Global growth forecast cut by IMF amid trade tensions
- Published
The International Monetary Fund (IMF) has cut its growth forecasts for the global economy for this year and next.
It predicts growth of 3.2% in 2019, down from its April forecast of 3.3%. Growth next year is set to pick up to 3.5% next year, although that is below its earlier forecast of 3.6%.
Growth "remains subdued", the IMF says, external, and there is an urgent need to reduce trade and technology tensions.
The Fund has raised its growth forecast for the UK this year to 1.3% from 1.2%.
The revision for the UK reflects what the report calls a stronger-than-expected first three months of the year, boosted by pre-Brexit stockpiling.
Next year, the report predicts 1.4% growth. The UK forecasts are based on an assumption of an orderly Brexit followed by a gradual transition to the new regime. As the report notes, what this will be remains highly uncertain.
The IMF named a no-deal Brexit as one of the key risks to global economic growth.

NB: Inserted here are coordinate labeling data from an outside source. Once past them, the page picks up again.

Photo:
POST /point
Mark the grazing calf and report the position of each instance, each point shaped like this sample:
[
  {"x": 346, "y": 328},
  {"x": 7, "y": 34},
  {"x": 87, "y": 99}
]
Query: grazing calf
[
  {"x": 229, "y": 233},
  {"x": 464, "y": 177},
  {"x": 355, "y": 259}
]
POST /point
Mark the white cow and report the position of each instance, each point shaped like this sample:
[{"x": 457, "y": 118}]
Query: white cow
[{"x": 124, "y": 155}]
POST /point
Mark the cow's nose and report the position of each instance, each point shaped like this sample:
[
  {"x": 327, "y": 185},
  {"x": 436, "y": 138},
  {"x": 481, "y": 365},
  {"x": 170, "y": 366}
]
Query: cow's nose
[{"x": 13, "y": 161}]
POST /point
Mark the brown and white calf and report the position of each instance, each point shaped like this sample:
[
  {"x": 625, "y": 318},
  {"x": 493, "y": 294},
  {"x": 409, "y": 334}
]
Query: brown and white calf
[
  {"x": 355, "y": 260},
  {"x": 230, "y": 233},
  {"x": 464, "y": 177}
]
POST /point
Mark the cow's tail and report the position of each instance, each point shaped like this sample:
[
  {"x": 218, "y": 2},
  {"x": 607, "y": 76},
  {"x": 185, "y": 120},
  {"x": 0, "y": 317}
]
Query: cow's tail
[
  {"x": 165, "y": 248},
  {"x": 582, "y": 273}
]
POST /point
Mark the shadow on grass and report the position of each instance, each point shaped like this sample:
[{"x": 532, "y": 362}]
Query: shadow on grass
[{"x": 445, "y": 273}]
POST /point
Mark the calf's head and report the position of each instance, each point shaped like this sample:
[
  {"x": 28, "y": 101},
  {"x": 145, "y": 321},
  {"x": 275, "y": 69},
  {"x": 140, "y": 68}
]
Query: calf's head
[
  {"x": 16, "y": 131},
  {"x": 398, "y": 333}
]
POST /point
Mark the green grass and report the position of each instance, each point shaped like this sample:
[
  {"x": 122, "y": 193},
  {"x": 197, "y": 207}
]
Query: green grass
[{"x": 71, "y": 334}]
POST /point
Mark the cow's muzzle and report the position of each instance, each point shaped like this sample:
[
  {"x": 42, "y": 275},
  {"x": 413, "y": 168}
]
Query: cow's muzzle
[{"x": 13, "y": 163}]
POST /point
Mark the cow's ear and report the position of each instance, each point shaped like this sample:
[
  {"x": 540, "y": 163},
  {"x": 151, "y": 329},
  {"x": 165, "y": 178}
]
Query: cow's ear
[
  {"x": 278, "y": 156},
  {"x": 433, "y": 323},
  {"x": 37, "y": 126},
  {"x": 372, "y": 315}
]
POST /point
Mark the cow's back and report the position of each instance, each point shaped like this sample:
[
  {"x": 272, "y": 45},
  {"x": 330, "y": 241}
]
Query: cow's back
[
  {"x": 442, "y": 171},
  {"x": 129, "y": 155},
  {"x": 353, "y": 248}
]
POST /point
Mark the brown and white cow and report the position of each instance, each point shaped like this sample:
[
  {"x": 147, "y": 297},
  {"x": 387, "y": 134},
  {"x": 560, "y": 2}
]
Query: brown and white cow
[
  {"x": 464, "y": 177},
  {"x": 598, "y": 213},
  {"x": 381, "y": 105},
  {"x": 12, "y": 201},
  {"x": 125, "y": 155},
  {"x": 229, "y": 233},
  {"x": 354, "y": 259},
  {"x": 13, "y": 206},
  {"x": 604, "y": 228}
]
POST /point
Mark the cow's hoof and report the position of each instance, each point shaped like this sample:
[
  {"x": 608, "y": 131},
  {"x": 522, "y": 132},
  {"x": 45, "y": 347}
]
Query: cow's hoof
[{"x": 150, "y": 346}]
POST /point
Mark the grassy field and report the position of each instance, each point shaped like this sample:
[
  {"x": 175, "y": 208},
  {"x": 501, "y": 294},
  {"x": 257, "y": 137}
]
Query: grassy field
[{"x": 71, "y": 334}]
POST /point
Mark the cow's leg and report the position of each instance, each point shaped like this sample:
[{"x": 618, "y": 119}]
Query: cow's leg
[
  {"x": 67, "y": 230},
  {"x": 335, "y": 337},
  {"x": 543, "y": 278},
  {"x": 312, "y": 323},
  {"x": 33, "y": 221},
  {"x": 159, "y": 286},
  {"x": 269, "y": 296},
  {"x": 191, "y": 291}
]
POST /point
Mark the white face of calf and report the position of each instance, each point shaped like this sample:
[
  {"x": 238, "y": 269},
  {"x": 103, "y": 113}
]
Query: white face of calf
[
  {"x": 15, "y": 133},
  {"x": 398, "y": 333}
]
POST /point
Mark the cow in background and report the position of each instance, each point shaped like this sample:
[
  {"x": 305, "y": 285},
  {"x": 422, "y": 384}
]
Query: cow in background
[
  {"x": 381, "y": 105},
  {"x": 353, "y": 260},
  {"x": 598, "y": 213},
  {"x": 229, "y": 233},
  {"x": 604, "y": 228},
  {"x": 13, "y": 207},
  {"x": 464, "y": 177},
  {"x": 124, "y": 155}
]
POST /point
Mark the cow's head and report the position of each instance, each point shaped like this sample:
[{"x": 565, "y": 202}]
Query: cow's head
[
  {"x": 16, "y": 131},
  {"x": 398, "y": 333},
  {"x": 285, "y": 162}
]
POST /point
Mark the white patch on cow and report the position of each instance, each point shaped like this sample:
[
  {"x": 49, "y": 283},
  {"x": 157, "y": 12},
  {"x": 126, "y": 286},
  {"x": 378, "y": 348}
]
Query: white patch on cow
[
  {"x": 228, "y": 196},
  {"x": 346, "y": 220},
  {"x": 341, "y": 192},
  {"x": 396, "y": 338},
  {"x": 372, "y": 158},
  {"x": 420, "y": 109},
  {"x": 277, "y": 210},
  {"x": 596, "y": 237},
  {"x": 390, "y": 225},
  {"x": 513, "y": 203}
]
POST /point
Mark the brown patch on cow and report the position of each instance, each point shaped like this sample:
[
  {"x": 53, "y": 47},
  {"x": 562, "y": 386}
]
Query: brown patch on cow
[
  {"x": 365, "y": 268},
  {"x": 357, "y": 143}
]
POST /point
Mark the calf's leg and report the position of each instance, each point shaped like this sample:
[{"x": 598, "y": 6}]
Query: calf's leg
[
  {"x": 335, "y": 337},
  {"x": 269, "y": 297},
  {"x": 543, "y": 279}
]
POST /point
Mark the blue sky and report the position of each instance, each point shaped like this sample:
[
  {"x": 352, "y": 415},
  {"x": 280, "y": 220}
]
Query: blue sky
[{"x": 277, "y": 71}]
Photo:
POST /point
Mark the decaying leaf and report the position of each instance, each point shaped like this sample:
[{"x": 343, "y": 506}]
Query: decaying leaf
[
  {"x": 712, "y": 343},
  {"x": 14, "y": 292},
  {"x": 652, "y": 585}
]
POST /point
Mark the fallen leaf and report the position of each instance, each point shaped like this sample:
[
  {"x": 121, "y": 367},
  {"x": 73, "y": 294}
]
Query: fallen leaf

"The principal risk factor to the global economy is that adverse developments - including further US-China tariffs, US auto tariffs, or a no-deal Brexit - sap confidence, weaken investment, dislocate global supply chains, and severely slow global growth below the baseline," the Fund said.
In an interview with the BBC, the IMF's chief economist, Gita Gopinath, said: "Global growth is sluggish and precarious. But it doesn't have to be this way because some of this is self-inflicted".
The report is, by implication, strongly critical of US President Donald Trump's approach to trade policy.
It says countries should not use tariffs - taxes on traded goods - to target bilateral trade balances, or as a substitute for dialogue to pressure others for reform.
Both these strategies are being employed by the Trump administration in its more assertive approach to trade policy.
It has sought to pressure other countries to takes steps to reduce the deficit the US has with them; to export less to the US or import more.
The official objective of the tariff increases directed against Chinese goods was reform. The Trump administration wanted China to take action to stop what the US sees as unfair subsidies and the unfair acquisition of American companies' technology.
The IMF also calls for the uncertainty surrounding trade agreements to be resolved quickly, including Brexit and the free-trade area encompassing the US, Canada and Mexico.
The report describes inflation as muted. That, together with the subdued growth means that the low interest rate policies pursued in many countries are appropriate.
Japan and the eurozone both have one of their central bank interest rates below zero. In the financial markets, the European Central Bank and the US Federal Reserve are thought to be likely to cut rates in the coming months - next week in the case of the US.
The IMF predicts that the US economy will see a significant slowdown as the stimulus from tax cuts fades. After 2.9% growth last year, it predicts 1.9% in 2020.
The largest forecast downgrades were in some of the major emerging economies, including Brazil where there is uncertainty about pension and other reforms, and South Africa, which is affected by strikes, energy supply problems and weak agricultural production.
There was also a smaller forecast downgrade for both years for China which partly reflects the trade tension with the US.
The somewhat quicker global growth predicted for next year is based mainly on an expected improvement in four severely stressed emerging economies - Turkey, Argentina, Iran and Venezuela. That, Ms Gopinath says, is subject to high uncertainty.